Jeffrey Hoffman—Giant Leaps (Excerpt)
HOFFMAN: I had been intrigued with the idea of human space flight. Always thought it would be a neat thing to do, but by and large all the astronauts were military test pilots. I had no interest in that. In fact when I was a kid, I was not particularly interested in airplanes because they didn't go fast enough or high enough. I used to draw pictures of rocket ships in class.
NASA made it clear in '76, '77 I guess, that they were going to need more astronauts to fly the shuttle. And you didn't have to be a pilot. Sure, they wanted pilots to fly the shuttle. But with a crew of seven, they also needed engineers and scientists.

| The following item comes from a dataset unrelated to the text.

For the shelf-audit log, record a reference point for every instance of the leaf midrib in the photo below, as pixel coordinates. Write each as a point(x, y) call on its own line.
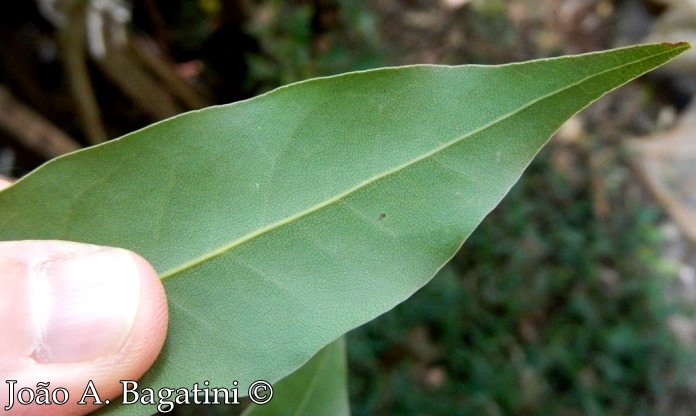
point(261, 231)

My career as an astronaut was very fortunate. Getting assigned to my first space flight was incredibly exciting. I think that must be true for everybody. I guess of all my flights, the initial rescue mission of the Hubble Space Telescope was certainly the most significant in terms of its larger context. And what can I say? For me as an astronomer and an astronaut, to put my two hands on the Hubble Telescope in space, was the thrill of a lifetime.
And of course it was such a success. We fixed it. And it's just been probably NASA's most successful mission, certainly in terms of public awareness and popularity. More people around the world know about Hubble certainly than any other telescope. And it's just changed our views of the universe over and over again.